If possible, could you show me sample code if the code tastes not good?
Thank you all!

By "separate initialization", I meant that there is code that declares the static variable:

lazy_static! {
    static ref CMS_CLIENT: RwLock<Vec<Client>> = RwLock::new(Vec::new());
}

which doesn't look like it sets up any proxies; and then there is additional code that pushes a client to the vector:

let client = Client::builder().....build()
let mut cms_client = CMS_CLIENT.write().unwrap();
cms_client.push(client);

I don't get why this isn't part of the lazy_static! invocation itself.

But that's not part of the client's initialization. That's already part of sending a request, so I wasn't talking about this part.

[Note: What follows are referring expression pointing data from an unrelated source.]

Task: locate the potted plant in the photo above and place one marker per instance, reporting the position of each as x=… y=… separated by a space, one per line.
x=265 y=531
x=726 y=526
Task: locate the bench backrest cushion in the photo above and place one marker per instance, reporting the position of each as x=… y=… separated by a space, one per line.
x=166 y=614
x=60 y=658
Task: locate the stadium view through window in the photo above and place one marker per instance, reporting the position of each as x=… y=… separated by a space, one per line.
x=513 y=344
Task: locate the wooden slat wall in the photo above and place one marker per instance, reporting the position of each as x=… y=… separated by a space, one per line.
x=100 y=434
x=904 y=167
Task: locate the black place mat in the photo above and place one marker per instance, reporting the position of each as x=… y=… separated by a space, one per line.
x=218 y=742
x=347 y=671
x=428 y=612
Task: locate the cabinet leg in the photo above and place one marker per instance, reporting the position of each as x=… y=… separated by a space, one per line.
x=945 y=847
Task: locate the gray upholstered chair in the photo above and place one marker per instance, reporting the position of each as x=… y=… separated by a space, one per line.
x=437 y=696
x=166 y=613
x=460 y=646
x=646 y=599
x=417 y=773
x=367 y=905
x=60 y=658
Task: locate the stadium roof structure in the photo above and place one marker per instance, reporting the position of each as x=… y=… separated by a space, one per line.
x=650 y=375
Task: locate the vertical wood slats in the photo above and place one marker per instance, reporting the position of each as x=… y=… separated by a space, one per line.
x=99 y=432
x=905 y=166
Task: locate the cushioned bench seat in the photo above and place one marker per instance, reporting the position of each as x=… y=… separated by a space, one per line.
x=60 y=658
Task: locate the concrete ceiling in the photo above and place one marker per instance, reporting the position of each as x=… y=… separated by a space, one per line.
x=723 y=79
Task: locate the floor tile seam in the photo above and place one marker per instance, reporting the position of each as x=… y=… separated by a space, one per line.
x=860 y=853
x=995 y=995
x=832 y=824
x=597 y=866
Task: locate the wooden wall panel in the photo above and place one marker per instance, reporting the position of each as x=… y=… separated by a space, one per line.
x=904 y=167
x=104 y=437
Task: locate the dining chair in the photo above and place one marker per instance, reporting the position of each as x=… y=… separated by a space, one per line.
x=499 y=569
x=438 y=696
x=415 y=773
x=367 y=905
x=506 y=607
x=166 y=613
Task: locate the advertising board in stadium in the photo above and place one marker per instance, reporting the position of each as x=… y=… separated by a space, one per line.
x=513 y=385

the proxy is from external input:

pub fn initialize_http_client(proxy: &str) {
    let mut builder = Client::builder();
    if !proxy.is_empty() {
        builder = builder
            .danger_accept_invalid_certs(true) // for charles CA
            .proxy(reqwest::Proxy::all(proxy).unwrap())
    }

    let client = builder
        .tcp_keepalive(std::time::Duration::from_secs(180))
        .build()
        .unwrap();
    let mut cms_client = CMS_CLIENT.write().unwrap();
    *cms_client = Some(client);

Even though I wouldn't use a static for this case, here's one way to do it using just the standard library:

use reqwest::blocking::Client;
use std::sync::OnceLock;

static CMS_CLIENT: OnceLock<Client> = OnceLock::new();

fn get_client() -> Client {
    CMS_CLIENT
        .get_or_init(|| {
            Client::builder()
                .tcp_keepalive(std::time::Duration::from_secs(180))
                .build()
                .unwrap()
        })
        .clone()
}

Cool

If you are doing so much context-dependent, dynamic configuration, then just don't involve a static at all. It's not worth it, it only makes the code ugly. Create a new client with the required configuration each time this function is called, and pass it to whatever other function requires it.